By FORMER VICE PRESIDENT JEJOMAR C. BINAY
It is hard to ignore the urgency in the pastoral statement issued last January 28 by the Catholic Bishops Conference of the Philippines (CBCP), speaking through its president, Davao Archbishop Romulo Valles, on the upcoming mid-term elections.
Entitled “Seek the Common Good,” the CBCP underscored the importance of active involvement by the Catholic faithful in the coming mid-term polls. To my recollection, this is the first time that the CBCP described an electoral exercise in disquieting terms: “The year 2019 is not just an ordinary election year. The midterm election on May 13 is in itself already crucial.”
“In our country today,” the bishops stressed, “the checks and balances in the government are being undermined.”
The CBCP described our current national situation “as inching towards total control,” with the Senate the only government institution standing its ground.

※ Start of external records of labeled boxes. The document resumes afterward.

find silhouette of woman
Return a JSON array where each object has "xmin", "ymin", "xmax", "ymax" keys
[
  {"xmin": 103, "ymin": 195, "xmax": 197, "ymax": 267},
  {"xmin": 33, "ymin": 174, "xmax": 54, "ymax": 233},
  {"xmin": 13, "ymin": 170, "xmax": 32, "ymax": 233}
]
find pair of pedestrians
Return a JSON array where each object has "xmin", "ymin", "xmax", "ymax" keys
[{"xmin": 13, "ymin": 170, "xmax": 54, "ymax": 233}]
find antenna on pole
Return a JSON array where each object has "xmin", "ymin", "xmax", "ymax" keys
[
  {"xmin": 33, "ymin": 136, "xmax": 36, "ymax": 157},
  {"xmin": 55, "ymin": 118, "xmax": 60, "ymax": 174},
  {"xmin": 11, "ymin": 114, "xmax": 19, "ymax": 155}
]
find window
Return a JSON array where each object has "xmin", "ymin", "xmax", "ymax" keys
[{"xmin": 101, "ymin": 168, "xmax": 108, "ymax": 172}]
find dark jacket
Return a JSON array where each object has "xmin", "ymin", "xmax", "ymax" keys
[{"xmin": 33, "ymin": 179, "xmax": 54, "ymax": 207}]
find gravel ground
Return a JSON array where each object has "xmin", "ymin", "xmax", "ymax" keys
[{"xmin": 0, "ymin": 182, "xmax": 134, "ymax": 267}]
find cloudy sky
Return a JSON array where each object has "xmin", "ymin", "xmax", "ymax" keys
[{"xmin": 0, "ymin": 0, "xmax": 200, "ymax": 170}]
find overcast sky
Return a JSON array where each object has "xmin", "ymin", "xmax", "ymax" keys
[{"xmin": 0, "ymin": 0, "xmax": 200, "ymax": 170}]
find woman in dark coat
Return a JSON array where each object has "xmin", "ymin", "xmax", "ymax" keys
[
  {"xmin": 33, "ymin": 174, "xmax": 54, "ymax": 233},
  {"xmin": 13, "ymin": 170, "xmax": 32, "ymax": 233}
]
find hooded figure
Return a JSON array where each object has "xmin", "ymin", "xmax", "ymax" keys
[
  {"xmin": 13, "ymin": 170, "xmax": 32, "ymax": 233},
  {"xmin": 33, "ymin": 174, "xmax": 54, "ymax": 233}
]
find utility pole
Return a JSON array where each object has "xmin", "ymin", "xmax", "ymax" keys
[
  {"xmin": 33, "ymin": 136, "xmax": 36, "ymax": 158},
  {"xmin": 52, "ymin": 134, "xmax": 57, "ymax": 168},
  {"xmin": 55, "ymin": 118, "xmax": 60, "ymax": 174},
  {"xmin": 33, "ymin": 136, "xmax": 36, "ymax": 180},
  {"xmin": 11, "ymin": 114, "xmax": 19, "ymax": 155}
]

“It is very crucial, therefore, that we elect public officials who are principled, courageous, and who have the common good as their main concern and not their own political interests,” the bishops said.
Addressing the voters, the bishops encouraged them “to be very discerning in their votes.” To the lay organizations, the bishops counseled them to take a more pro-active role in the elections: “Let the lay groups engage in discernment circles to help one another know the candidates well and choose the candidates with the common good of the whole country in mind and not according to what the candidates promise, much less according to what voters have received from these candidates.”

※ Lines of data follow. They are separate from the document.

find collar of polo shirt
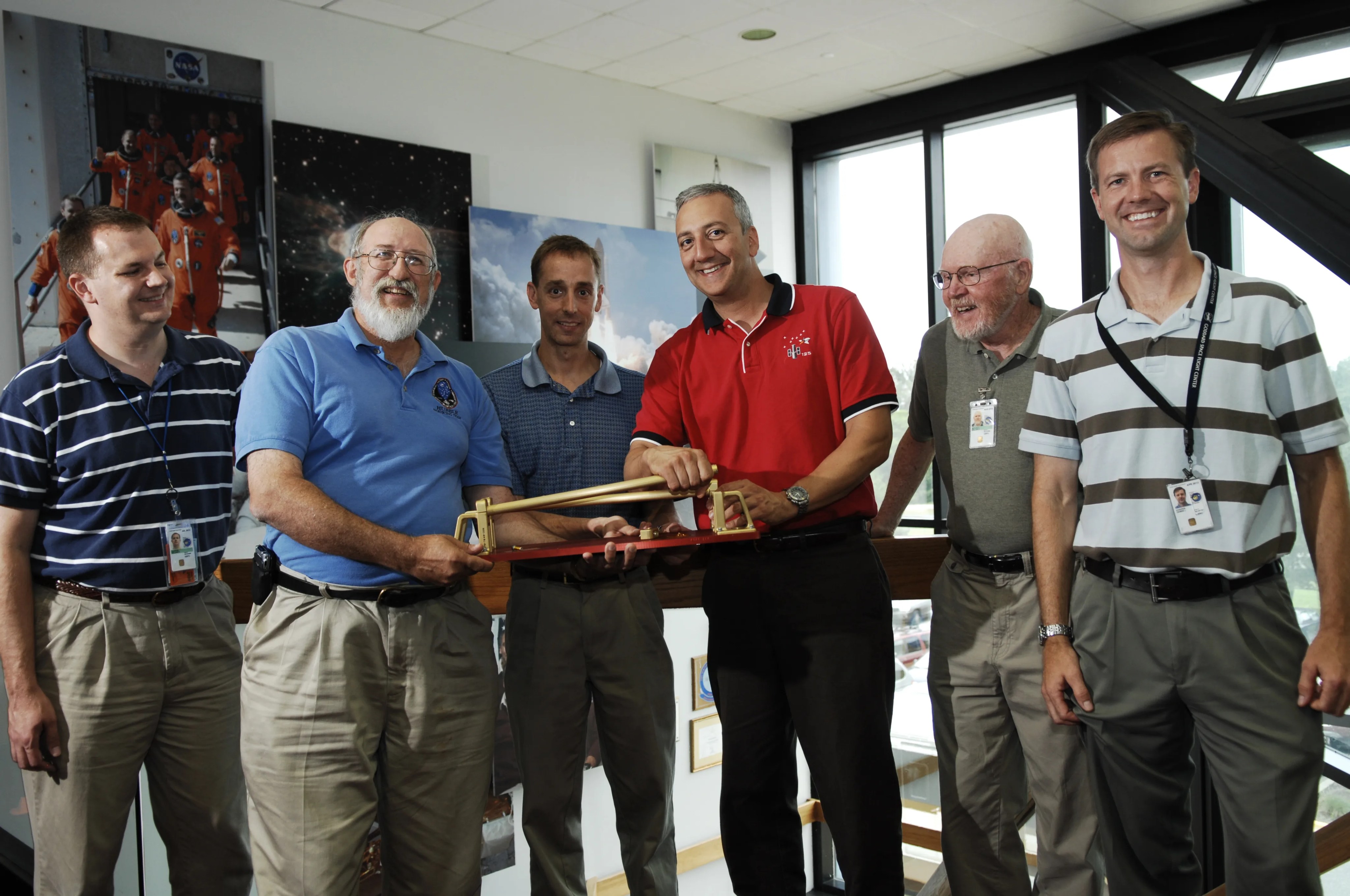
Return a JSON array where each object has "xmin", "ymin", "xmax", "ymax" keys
[
  {"xmin": 338, "ymin": 308, "xmax": 450, "ymax": 377},
  {"xmin": 66, "ymin": 319, "xmax": 202, "ymax": 387},
  {"xmin": 703, "ymin": 274, "xmax": 797, "ymax": 333},
  {"xmin": 1096, "ymin": 252, "xmax": 1233, "ymax": 328},
  {"xmin": 520, "ymin": 339, "xmax": 624, "ymax": 395}
]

The CBCP’s counsel to the lay organizations can be seen as a gentle nudge in the direction of more active political involvement. Most lay organizations are averse to politics, preferring instead to focus on the religious aspects of their ministry. But as our bishops pointed out, engaging in politics is not detrimental to the faith. It is an expression of the faith.
“Participation in politics for Christian lay people is not just to be limited to non-partisan involvement,” said the CBCP. In fact, campaigning for “good” candidates is a Christian obligation.
And to remove any ambiguity, the bishops emphasized: “Christians are also encouraged to engage in principled partisan politics. This means that they can campaign for good candidates as an exercise of their Christian faith.”
The CBCP’s call for political engagement on the part of the faithful and for lay groups to be actively involved in promoting discernment among voters comes amid a national situation fraught with discord and disunity.
We continue to witness assaults on the dignity of persons – poverty, unemployment, hunger, and extra-judicial killings.
The independence of institutions is also under siege. Initiatives to extend the control of the Executive over the other independent branches of government persist, and this effort towards “total control” is what has alarmed our bishops.
The Church has been reminding those who wield power that they should take the lead in promoting peace, unity and respect for the law. To many observers, the appeal has fallen on deaf ears.
Hence the urgent call from the bishops for the faithful to practice discernment and to be more active in politics. The bishops are telling us to overcome our fears and reservations through prayers and united political action. And the May elections will be the proving ground for the Catholic faithful.
In this, the lay organizations play an important role. Pope Benedict reminds the laity, and his words were quoted by the CBCP in its pastoral letter, that “a big part of the vocation of Christian lay people is their participation in politics in order to bring justice, honesty and defense of true and authentic values, and to contribute to the real human and spiritual good of society.”
Pope Benedict stressed: “The role of the laity in the temporal order, and especially in politics, is key for the evangelization of society.”
This reminder for the laity to “meddle” in politics was reiterated by Pope Francis in September 2013.
“A good Catholic meddles in politics, offering the best of himself, so that those who govern can govern…. None of us can say, ‘I have nothing to do with this, how they govern.’ … No, no, I am responsible for their governance, and I have to do the best so that they govern well, and I have to do my best by participating in politics according to my ability,” said His Holiness.
For our bishops, we are in the midst of “a crucial moment of our history.”
“In our hands is the direction of our country. Let us be vigilant in what is happening. Let us not just be on-lookers but let us be involved.”
It is now up to us as Catholics and as members of the laity to respond to our bishops’ call to action. Yet it is a call that transcends all faiths. Regardless of our religious differences, our faiths teach the same principles of love, compassion, peace and respect for human dignity. The CBCP’s call is a call to action for all Filipinos.